Internment camps were meant to prevent Japanese Americans from being spies or siding with Imperial Japan during World War II. Large Japanese populations in coastal Western regions made the government particularly wary, as an attack on the coast was a prevailing threat. Japanese Americans, citizens or not, were forced to abandon their homes, belongings and businesses under brief notice and transfer to camps in the desert — mainly underpopulated or desert areas such as Topaz, Utah. No Japanese American spies were ever found.

Tanforan’s role as an internment camp began in April 1942. Early arrivals discovered the camp was clearly still a horse racing track and lacked basic facilities. There was only one mess hall, one laundry room and eight toilets for what was soon to be thousands of people. Although facilities eventually increased, that did not solve the struggle of internment nor the reality that their basic and constitutional rights were denied. Despite resistance, the Supreme Court of the United States ruled the relocation order constitutional in 1944, in Korematsu v. United States. 

Japanese American junior Sumire Masubuchi reflected on the minimal recognition she felt the community showed towards the past. 

“Even my parents, who knew about the Tanforan race tracks, didn’t know about the Japanese incarceration camps,” she said. “I think it really like shows the lack of commemoration for the Japanese Americans who were wrongfully imprisoned. It makes me feel as if people want to erase that painful part of history when it needs to be talked about and remembered.”

The very purpose of the memorial, however, is to prevent that. TACMC’s mission is to “ensure stories are remembered and that this injustice is never repeated against any peoples.” Previously, Tanforan mall had a small commemorative garden and a plaque recounting the history of the mall. About a decade ago, TACMC created a photography gallery in the San Bruno Bay Area Rapid Transit station. The photos, also by Lange, are of Japanese American families destined for internment at Tanforan. TACMC accompanied Lange’s photos with those of Paul Kitagaki Jr., who re-photographed the very families Lange documented 70 years later. The gallery serves as a grave reminder that Japanese internment was a relatively recent event.
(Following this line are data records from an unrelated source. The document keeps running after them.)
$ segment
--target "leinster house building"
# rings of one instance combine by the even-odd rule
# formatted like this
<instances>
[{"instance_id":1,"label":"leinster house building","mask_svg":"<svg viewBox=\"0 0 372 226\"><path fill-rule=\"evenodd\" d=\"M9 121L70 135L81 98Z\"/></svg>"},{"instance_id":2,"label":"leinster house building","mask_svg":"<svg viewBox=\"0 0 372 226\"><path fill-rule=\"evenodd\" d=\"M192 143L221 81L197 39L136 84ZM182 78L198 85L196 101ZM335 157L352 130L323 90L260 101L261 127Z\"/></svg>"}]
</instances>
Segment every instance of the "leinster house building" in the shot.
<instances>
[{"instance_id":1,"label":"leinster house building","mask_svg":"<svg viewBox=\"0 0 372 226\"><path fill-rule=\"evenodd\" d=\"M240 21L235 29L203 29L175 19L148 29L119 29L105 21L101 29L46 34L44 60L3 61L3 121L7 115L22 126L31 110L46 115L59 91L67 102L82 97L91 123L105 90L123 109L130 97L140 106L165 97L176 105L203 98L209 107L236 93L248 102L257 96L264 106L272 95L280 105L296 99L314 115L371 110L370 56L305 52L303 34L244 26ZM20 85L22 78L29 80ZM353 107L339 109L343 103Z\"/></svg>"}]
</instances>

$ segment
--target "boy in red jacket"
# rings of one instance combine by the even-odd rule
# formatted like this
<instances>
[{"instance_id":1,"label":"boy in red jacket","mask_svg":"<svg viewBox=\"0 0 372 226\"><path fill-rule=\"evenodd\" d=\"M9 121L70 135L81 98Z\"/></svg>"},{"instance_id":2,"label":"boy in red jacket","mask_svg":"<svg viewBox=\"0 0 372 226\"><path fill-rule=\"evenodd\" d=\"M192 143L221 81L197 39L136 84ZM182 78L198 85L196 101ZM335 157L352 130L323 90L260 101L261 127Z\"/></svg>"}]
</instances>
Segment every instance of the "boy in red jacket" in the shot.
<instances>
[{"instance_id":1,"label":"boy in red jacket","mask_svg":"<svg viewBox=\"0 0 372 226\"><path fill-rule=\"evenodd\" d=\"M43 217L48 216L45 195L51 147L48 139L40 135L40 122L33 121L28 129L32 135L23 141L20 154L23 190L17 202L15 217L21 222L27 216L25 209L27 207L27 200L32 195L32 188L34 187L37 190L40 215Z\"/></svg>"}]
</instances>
“I was shocked that these camps existed so close to my home and felt ashamed that I didn’t know about this until a few weeks ago,” Masubuchi said. “It horrifies me knowing that my family and I could have been sent to these camps too if we lived here 80 years ago, just because of our ethnicity.”

The TACMC is a part of a larger movement to reconcile with this history. In 2018, the Supreme Court overturned Korematsu v. United States. In 2020, the California Assembly apologized for Japanese internment and met with former victims. 

Burlingame students admitted mixed feelings towards the memorial. Its purpose and intention are important, but whether people are going to be aware is still under question.

“I’m sure it makes a lot of Japanese people feel seen and helps them realize that the struggles of their ancestors are recognized,” Xu said. “But I don’t know if it will make a difference, because I, like most people, don’t pay a lot of attention to statues in places like malls and plazas.”

Chan echoed Xu’s opinion, hoping that the community would fulfill the memorial’s intention.

“I think that bringing awareness to the history behind Tanforan is definitely going in the right direction, but I don’t think that most people in our community would care or know much about the history,” Chan said. “But having the statue there, in my opinion, is the city doing their best to bring awareness. The rest is up to the people to learn and acknowledge.”